Figure 6. Absence of LV fibrosis in response to PO induced heart failure in TCRα^−/− mice

(A) Representative photomicrographs and (B) quantification of myocardial fibrosis evaluated by picosirius red staining of LV sections from 4 week sham and TAC mice (WT: n=3-5 sham and 6 mice TAC; TCRα^−/− n=4 sham and n=8 TAC). (C-E) qPCR for fibrotic markers TGFβ, Collagen I, and SMAα. Data represent mean ±SD; *p<0.05; ***p<0.005. Scale bars, 500μm (A).

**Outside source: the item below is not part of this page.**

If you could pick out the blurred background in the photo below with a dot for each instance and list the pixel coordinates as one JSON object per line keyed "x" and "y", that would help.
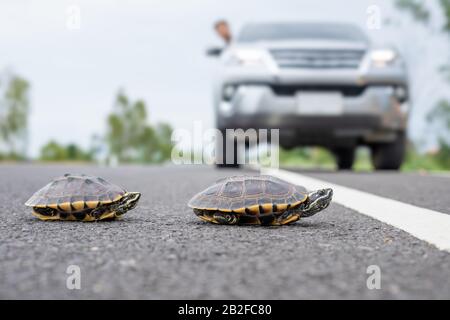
{"x": 93, "y": 81}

Figure 7. T cell depletion in WT mice post TAC surgery results in preserved cardiac fibrosis and improved systolic function

(A) Diagram of experimental protocol for T cell depletion with αCD3 Ab in WT sham and TAC mice. IgG Ab was used as control. (B, D) Representative FACS dot plots (C, E) and quantification of CD3⁺ T cells (B,C) and CD4⁺ T cells (D, E) in lymph nodes of 4 week WT sham or TAC mice treated as in A. (F) Representative immunohistochemical staining of CD4⁺ T cells and quantification (right) of LV T cells in the indicated groups 4 week post TAC. (G) Representative photomicrographs and (H) quantification of LV fibrosis evaluated by picrosirius red staining of LV sections in the indicated groups. (I) Echocardiography analysis in Sham and TAC WT mice treated with control IgG Ab or depleted of T cells with αCD3 Ab after sham or TAC surgery. (J) LV weight, normalized to tibia length. (K) Representative H&E staining and (L) quantification of cardiac myocyte area of LV sections among the different groups. Data represent mean ±SD; *=p<0.05. Scale bars, 500μm (n=3-4 IgG and n=4-6 αCD3).